Der Verweis auf die Gutachten und Forderungen von UNO Unterorganisationen ist irreführend wenn die einzig relevante Organisation in dieser Frage, das INCB, diese Gutachten und Forderungen ignoriert, bzw. unter Verschluss hält, in diesem Fall aufgrund der Intervention eines einzigen ungenannten Mitgliedslandes. Solange Staaten mit Todesstrafe für Drogenbesitz hier ein Vetorecht behalten, wird sich daran nichts ändern. Zusätzlich sind die Menschen in den relevanten Organisationen zerstritten, was den zukünftigen Umgang mit Drogen angeht.

Werfen wir einen Blick auf den Bericht des INCB von 2014, der wohl mit ein Grund für die gehypte Hoffnung in Bezug auf Cannabis ist: http://www.incb.org/incb/en/publications/annual-reports/annual-report-2014.html

In diesem Report wird nur die Möglichkeit für Länder reguliert, Cannabis für medizinische Zwecke freizugeben. Eine zentrale, staatliche Cannabis Behörde soll Anbau, Vertrieb und Handel regulieren, und kontrollieren. Ein Bürokratiemonster wie es in vorauseilendem Gehorsam in das Cannabis-Kontroll-Gesetz der Grünen geschrieben wurde. Cannabis soll ausschließlich für medizinische Zwecke genehmigt werden. Es wird Mitgliedsstaaten klar untersagt, den Anbau für den persönlichen Gebrauch zu erlauben, nachzulesen im Abschnitt F. Special topics 222. des Reports:

In addition, governments must work to prohibit the unauthorized cultivation of cannabis plants, and seize and destroy illicit crops…“

„zusätzlich müssen die Regierungen den ungenehmigten Anbau verbieten, verfolgen und die Produkte vernichten.“

und weiter unter 224. :

Accordingly, the Board has consistently maintained the position that a State which allows individuals to cultivate cannabis for personal use would not be in compliance with its legal obligations under the Single Convention.

„Entsprechend hat der Ausschuss übereinstimmend die Position vertreten, dass ein Staat, der es Personen erlaubt, Cannabis für den Eigenbedarf anzubauen, sich nicht in Übereinstimmung mit den rechtlichen Vereinbarungen der „Single Convention“ (UN-Konvention gegen narkotische Drogen) befindet.“

Das klingt wenig nach einer vernünftigen Lösung im Sinne der Menschen. Cannabis wird nach wie vor als gefährliche Substanz gehandelt, deren Konsum einzig auf medizinische Zwecke beschränkt wird. Es wird weiterhin einen verfolgten, von Strafe bedrohten Schwarzmarkt mit den bekannten negativen Folgen geben. KonsumentInnen werden keine Möglichkeit bekommen, Eigenanbau legal betreiben zu können.

Das ist für die Piratenpartei Berlin weit entfernt von der totalen Freigabe von Cannabis und anderen rauschwirksamen Substanzen. Der Irrtum, Cannabis sei eine gefährliche Substanz die strengstens kontrolliert werden müsse, wird aufrecht erhalten. Diese Vorgehensweise ist unvereinbar mit dem Menschenbild vom mündigen, selbstbestimmten BürgerInnen und den Forderungen der Piraten. So wird das nichts.

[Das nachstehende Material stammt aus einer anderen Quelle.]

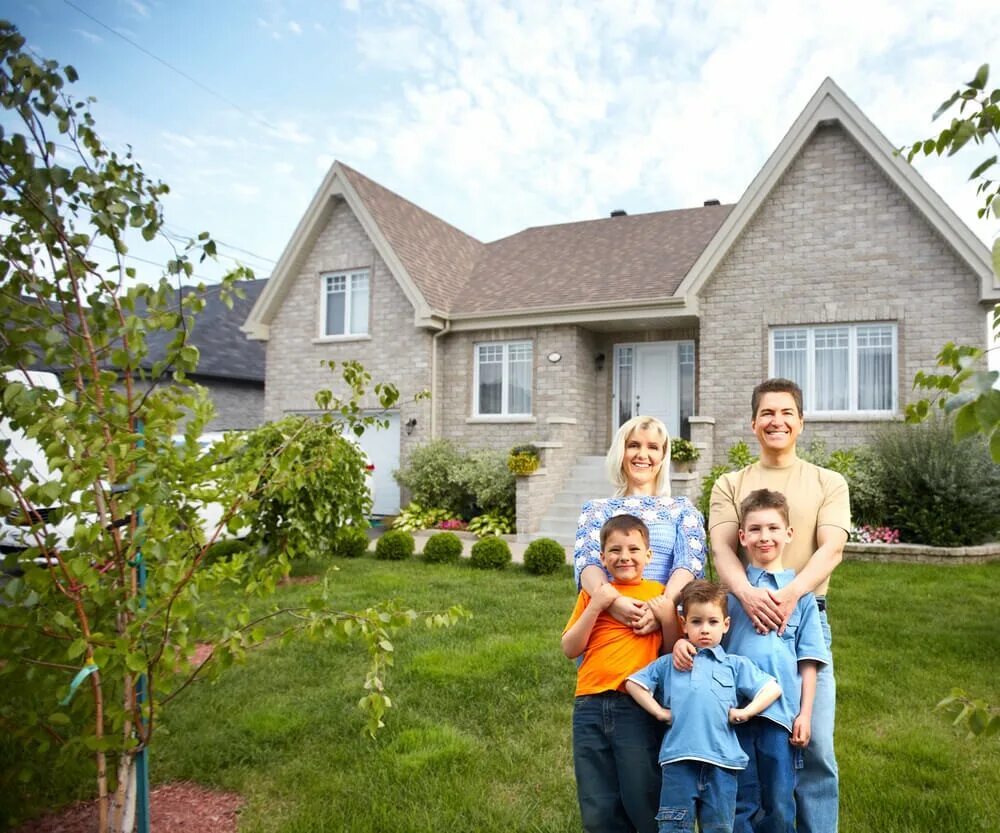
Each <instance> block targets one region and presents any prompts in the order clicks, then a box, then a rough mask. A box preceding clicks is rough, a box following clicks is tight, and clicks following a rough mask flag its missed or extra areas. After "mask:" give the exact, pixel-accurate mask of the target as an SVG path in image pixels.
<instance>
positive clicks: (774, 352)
mask: <svg viewBox="0 0 1000 833" xmlns="http://www.w3.org/2000/svg"><path fill="white" fill-rule="evenodd" d="M896 361H897V360H896V325H895V324H837V325H834V326H822V327H776V328H774V329H772V330H771V375H772V376H781V377H783V378H785V379H791V380H792V381H794V382H798V384H799V385H800V386H801V387H802V394H803V397H804V399H805V402H804V403H803V404H804V406H805V410H806V413H816V412H819V413H828V414H829V413H851V412H858V411H861V412H867V413H880V412H881V413H894V412H895V411H896V409H897V391H896V376H897V374H896Z"/></svg>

http://www.undrugcontrol.info/en/un-drug-control/incb/item/6546-idpc-response-to-the-2014-annual-report-of-the-international-narcotics-control-board

Statements von Aktivisten und Aktivistinnen

Steffen Geyer zu Modellversuchen kontrollierte Abgabestelle:

Ich halte davon garnichts, weil die Probleme damit nicht gelöst werden, neue Probleme entstehen und nur sehr Wenigen damit geholfen ist. Cannabis ist kein Plutonium.

Statement von Händler Grünspan:

Freigeben. Gebt es einfach frei, den Rest kriegen wir schon hin.

Statement von UserIn Anonymus:

Wieso muss ich mich für meinen Konsum irgendwo registrieren? Der Staat hat uns über mehr als 40 Jahre massiv verfolgt und jetzt soll  ich mich mit meinen privaten Daten anmelden und meinen Konsum überwachen und kontrollieren lassen? Nein!

Statement Olli Waack:

Die hilflosen Willenserklärungen zu kontrollierten Abgabestellen sind Makulatur, solange die internationalen Vereinbarungen nur einen sehr eingeschränkten Nutzen für Cannabisprodukte ausschließlich im medizinischen Bereich erlauben. Der Anbau von Hanf durch Privatpersonen bleibt verboten und wird weiterhin verfolgt. Eine paradoxe und völlig unangemessene Vorgehensweise, gemessen an der tatsächlichen Gefährlichkeit von Cannabis.
Darum die Forderung der Piratenpartei: Freigabe jetzt!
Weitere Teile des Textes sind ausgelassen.